Es curioso, los mediadores nos entrenamos para desarrollar el sentido de la empatía. Intentamos sentir lo que los otros sienten para comprender mejor la situación que están atravesando las partes y a veces es difícil establecer un límite claro entre las sensaciones ajenas y propias, entre conectar y desapegarse. Las sensaciones que viví en estos lugares fueron fuertes. Las sentí en el cuerpo. En el estómago. En la compresión de mis pulmones. Me sentía nauseabunda y sólo estuve pocas horas. De igual manera, se me viene a la mente la referencia que hace Nietzsche del dolor y de lo difícil que es verdaderamente compartir una emoción, por más intentos que uno pueda hacer de describirla con palabras. Es que todos sabemos qué es, pero la manera de sentirlo es única y subjetiva.
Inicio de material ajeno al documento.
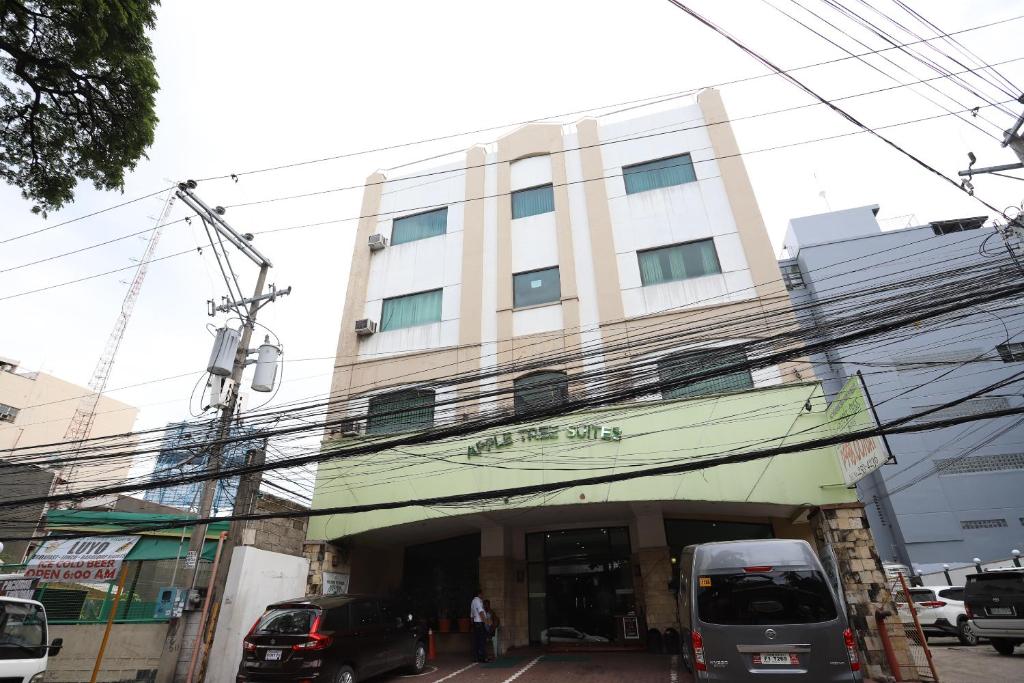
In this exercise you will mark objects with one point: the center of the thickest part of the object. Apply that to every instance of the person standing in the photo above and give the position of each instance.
(479, 616)
(494, 624)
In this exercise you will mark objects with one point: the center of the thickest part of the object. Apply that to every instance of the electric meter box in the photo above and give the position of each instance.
(171, 602)
(224, 348)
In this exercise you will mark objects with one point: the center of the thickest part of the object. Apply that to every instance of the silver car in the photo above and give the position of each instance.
(763, 610)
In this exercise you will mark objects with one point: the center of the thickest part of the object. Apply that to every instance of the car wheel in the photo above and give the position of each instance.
(966, 634)
(419, 659)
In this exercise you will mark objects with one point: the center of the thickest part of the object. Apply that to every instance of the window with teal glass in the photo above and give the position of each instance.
(682, 366)
(540, 390)
(400, 411)
(408, 311)
(532, 201)
(678, 262)
(659, 173)
(419, 226)
(536, 287)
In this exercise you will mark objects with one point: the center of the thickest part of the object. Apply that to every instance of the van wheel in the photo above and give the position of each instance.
(966, 634)
(419, 659)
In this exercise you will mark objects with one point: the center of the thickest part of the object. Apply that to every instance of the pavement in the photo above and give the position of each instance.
(957, 664)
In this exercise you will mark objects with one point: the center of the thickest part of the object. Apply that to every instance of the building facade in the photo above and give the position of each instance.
(182, 455)
(949, 495)
(36, 410)
(560, 263)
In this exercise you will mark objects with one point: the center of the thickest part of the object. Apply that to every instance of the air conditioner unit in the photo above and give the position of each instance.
(365, 327)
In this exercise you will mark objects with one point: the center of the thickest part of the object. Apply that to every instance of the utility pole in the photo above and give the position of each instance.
(1011, 138)
(214, 217)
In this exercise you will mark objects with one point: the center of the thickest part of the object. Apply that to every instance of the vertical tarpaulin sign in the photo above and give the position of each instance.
(850, 412)
(94, 558)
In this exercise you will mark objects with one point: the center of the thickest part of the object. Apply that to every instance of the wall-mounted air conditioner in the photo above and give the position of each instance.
(365, 327)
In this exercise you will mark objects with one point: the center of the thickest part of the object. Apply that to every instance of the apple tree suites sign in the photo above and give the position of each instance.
(546, 433)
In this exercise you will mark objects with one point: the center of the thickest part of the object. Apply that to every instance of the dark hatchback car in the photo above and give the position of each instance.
(994, 602)
(332, 639)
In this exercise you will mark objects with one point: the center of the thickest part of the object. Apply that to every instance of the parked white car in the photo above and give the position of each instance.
(566, 634)
(940, 610)
(23, 640)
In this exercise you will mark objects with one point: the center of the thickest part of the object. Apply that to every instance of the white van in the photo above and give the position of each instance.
(24, 651)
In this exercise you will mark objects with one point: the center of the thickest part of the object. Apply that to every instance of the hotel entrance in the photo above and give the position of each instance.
(580, 582)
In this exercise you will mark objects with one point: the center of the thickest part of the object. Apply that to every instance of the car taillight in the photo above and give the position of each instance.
(317, 640)
(698, 660)
(249, 646)
(851, 650)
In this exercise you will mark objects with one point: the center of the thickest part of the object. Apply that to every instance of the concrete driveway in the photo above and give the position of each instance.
(957, 664)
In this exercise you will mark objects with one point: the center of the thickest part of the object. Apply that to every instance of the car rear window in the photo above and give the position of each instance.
(995, 583)
(287, 621)
(765, 597)
(952, 594)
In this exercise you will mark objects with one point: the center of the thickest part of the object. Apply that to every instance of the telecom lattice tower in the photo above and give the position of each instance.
(85, 414)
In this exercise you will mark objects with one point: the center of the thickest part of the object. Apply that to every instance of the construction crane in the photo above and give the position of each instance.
(85, 414)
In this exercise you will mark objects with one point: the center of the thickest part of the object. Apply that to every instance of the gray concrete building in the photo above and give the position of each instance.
(948, 495)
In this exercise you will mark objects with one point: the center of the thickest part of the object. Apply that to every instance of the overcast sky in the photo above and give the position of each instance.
(248, 85)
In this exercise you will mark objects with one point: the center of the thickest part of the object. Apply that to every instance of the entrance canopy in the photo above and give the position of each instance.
(623, 438)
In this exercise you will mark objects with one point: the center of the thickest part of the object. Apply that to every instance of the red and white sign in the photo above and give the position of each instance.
(95, 558)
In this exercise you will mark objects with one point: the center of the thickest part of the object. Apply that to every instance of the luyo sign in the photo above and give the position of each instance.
(547, 433)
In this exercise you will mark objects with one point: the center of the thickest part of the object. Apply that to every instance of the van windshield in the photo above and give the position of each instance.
(23, 630)
(765, 598)
(288, 621)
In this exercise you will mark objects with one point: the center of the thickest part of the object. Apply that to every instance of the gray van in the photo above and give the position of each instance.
(762, 610)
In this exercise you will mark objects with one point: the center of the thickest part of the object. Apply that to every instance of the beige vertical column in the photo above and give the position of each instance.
(751, 226)
(355, 294)
(602, 244)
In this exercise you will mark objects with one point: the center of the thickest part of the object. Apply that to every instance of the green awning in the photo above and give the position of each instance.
(164, 544)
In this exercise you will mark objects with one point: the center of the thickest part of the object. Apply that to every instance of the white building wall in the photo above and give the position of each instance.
(672, 215)
(420, 265)
(255, 579)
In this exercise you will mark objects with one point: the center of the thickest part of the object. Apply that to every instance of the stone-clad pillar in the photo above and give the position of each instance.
(844, 527)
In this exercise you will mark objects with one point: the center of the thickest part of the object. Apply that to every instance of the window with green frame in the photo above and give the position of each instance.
(532, 201)
(536, 287)
(666, 264)
(692, 364)
(419, 226)
(540, 390)
(412, 309)
(400, 411)
(659, 173)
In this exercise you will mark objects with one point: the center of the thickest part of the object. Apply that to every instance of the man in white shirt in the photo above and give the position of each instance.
(478, 614)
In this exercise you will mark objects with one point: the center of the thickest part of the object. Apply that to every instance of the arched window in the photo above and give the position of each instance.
(691, 364)
(408, 410)
(540, 390)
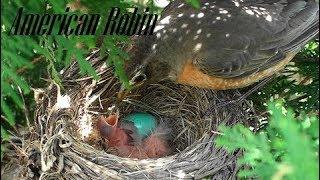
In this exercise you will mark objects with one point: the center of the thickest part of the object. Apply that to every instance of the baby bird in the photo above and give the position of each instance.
(123, 137)
(116, 135)
(156, 145)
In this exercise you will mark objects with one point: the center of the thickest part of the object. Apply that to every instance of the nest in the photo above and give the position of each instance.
(59, 145)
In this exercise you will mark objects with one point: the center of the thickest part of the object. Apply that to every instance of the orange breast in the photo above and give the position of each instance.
(191, 75)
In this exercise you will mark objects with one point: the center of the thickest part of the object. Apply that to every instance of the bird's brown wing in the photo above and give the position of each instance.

Por eso muchos, luego de visitar estos lugares, optan por callar, porque es difícil intentar relatarlo, o incluso encontrar las palabras correctas cuando son, por lejos, insuficientes.
Además, uno cuestiona el límite de la lógica, porque juzga estos hechos a la distancia y simplemente no entiende ni el grado de crueldad ni cómo personas ordinarias “comunes y corrientes” terminaron siendo parte de una violencia tan sistémica y avasalladora.
Es que tenemos dos elementos fundamentales. El primero es la construcción de la retórica de odio y deshumanización contra un grupo particular. Primero, en una identificación de grupo nosotros-ellos, en la que el “ellos” queda bien definido. Luego, en el peligro que implican, para que poco a poco la segregación, la exclusión y la negación de la dignidad del otro se termine naturalizando por completo. El segundo, que me asusta un poco más, es que al menos materialmente cualquier persona es capaz de formar parte del mal, ya sea por acción u omisión. Todos somos partícipes y potenciales responsables mediante lo que decidimos decir y silenciar.
Si algo podemos obtener de estas experiencias devastadoras es entender cómo se construye la historia, para poder atrincherarse en ella y concientizar sobre los procesos de los que somos parte. Como mediadores tenemos herramientas fundamentales de comunicación para atender y detectar a tiempo estos procesos. Podemos contribuir socialmente en el monitoreo y la atención de las narrativas y discursos que mantenemos y reproducimos: primero desde nosotros y luego desde nuestros entornos, para colaborar también desde este sentido en la construcción de puentes en lugar de muros. Cada uno desde su sitio puede elegir promulgar odio u amor hacia quienes entendemos diferentes por el motivo que sea. Más apertura, más posibilidades de contacto pueden significar encontrar puntos de comunalidad más que de diferencia. Tal vez vemos que el «otro» así ya no asusta tanto, y tal vez hasta no es un «otro» tan otro como pensábamos. Entonces, ¿qué elegimos?
(*) Mediadora. Magister en procesos de paz y conflicto. Gestión de proyectos sociales.